Bank of Canada raises key interest rate again to 3.75%

The Bank of Canada has raised its key interest rate by half a percentage point as it tries to further tame decades of high inflation.

Since March, the central bank has raised its main lending rate to 3.75 percent from 0.25 percent, making it more expensive for Canadians to borrow money.

The latest increase did fall short of some economists and market expectations, but local experts believe it provided some comfort for Canadians. The announcement has an immediate impact on people with mortgages, loans and potential homeowners.

“I was a little surprised. I expect, like many, a 75 basis point increase, 50 basis points is a slowdown in rate hikes. It's less than I expected, especially given the report we've just seen on inflation," said economist Jason Childs.

“Inflation is falling, but core inflation, excluding food and fuel, is starting to show strength. So in the face of that, I expect another aggressive move from the Bank of Canada.”

Experts said the bank expects it will need to raise interest rates further as it continues efforts to fight rising inflation. He expects inflation to return to its 2.5 percent target by the end of 2024. Pressures on rapidly increasing borrowing costs have weighed on households in Saskatchewan.

Childs says that if you have debt, more of your monthly payments will pay off your interest and less of your principal. "For example if you have a mortgage of around $500,000 then this latest increase will cost you about $120 per month," he said. "If you have a variable rate mortgage now, that's very successful."

While interest rates are rising, Chris Guerrette of the Saskatchewan Realtors Association said Saskatchewan still has the most affordable housing rates compared to other countries.

"We haven't experienced the drop in house prices like every other region of the country has experienced, so we're in a bright spot there," Guerrette said.
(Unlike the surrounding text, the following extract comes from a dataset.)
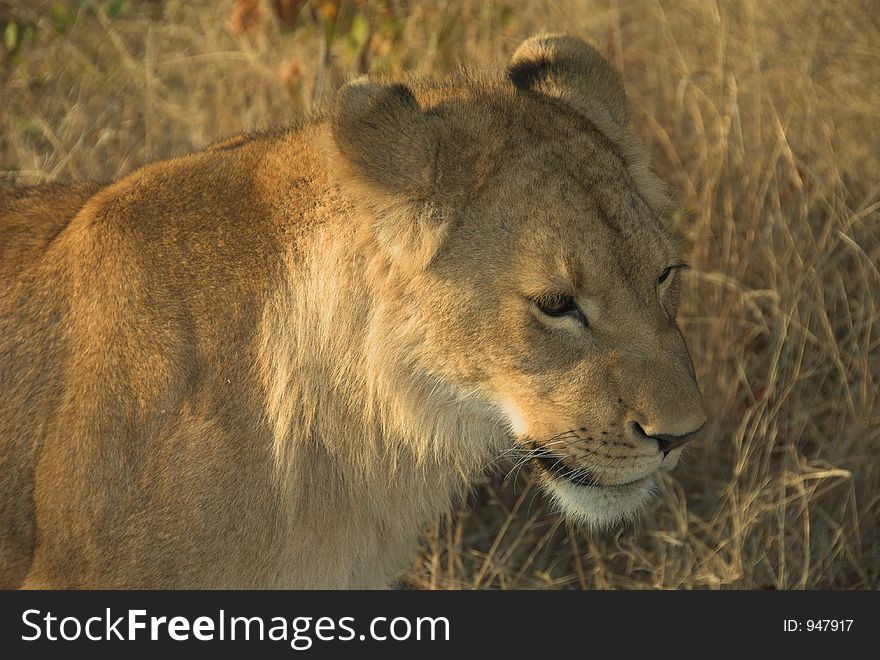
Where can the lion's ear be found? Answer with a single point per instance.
(389, 145)
(385, 136)
(567, 68)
“Nonetheless, this is still a challenge for those looking to break into the housing market or those renewing their mortgages.”

Guerrette said a seller's market still exists in Saskatchewan due to inventory and labor shortages.

“We saw sales decline. However, we also see that this is more of a sign that our inventory is very low, not necessarily because of interest rates," Guerrette said.

“Of course interest rates have an impact, but we are also still very concerned about our low inventory count.”

Labor shortages mean that builders may not be able to bring the right number of housing units to market to meet demand.

"If builders have a hard time bringing housing to market, if there's not enough workforce out there, then that has a direct impact on real estate and housing," he said. “And on top of that, every time we bring workers into the province, they need a home. So we have a province right now that is very focused on tackling this particular challenge.”

Guerrete said that rising interest rates affect renters as well as if it costs more to supply housing. That means income must be increased in order to provide these houses.

When asked if now is a good time for people to buy real estate, he said it depends on your financial situation as a professional, your vision for your family and the goals you have for yourself.

“This needs to be a personal decision and individuals need to surround themselves with the right experts, find the right attorney, the right accountant, if that's what you need, the right broker, and surround yourself with lots of experts who can help you. make the best possible decisions."

As far as what you can do to prepare for an economic downturn in an already challenging situation Childs says saving money and being aware of where and how you spend your money is the best way forward.

“It will be very challenging. You have to think really hard about every purchase you make and we haven't done that in a long time."

He added that debt could be a dangerous debt or it could be a strong and useful debt. “Almost no one buys a home without a mortgage and there are good reasons for that. You are buying an asset that will have value over time. That said, using debt to pay for everyday purchases or purchases that don't last long is a bad proposition. That's a great way to get yourself in trouble."

Childs says saving is much better now than it was two, three, four years ago. You can actually get positive interest rates. “So you have more firepower from risk-free savings or low-risk savings that will help you in the long run. But it will be miserable in the short term."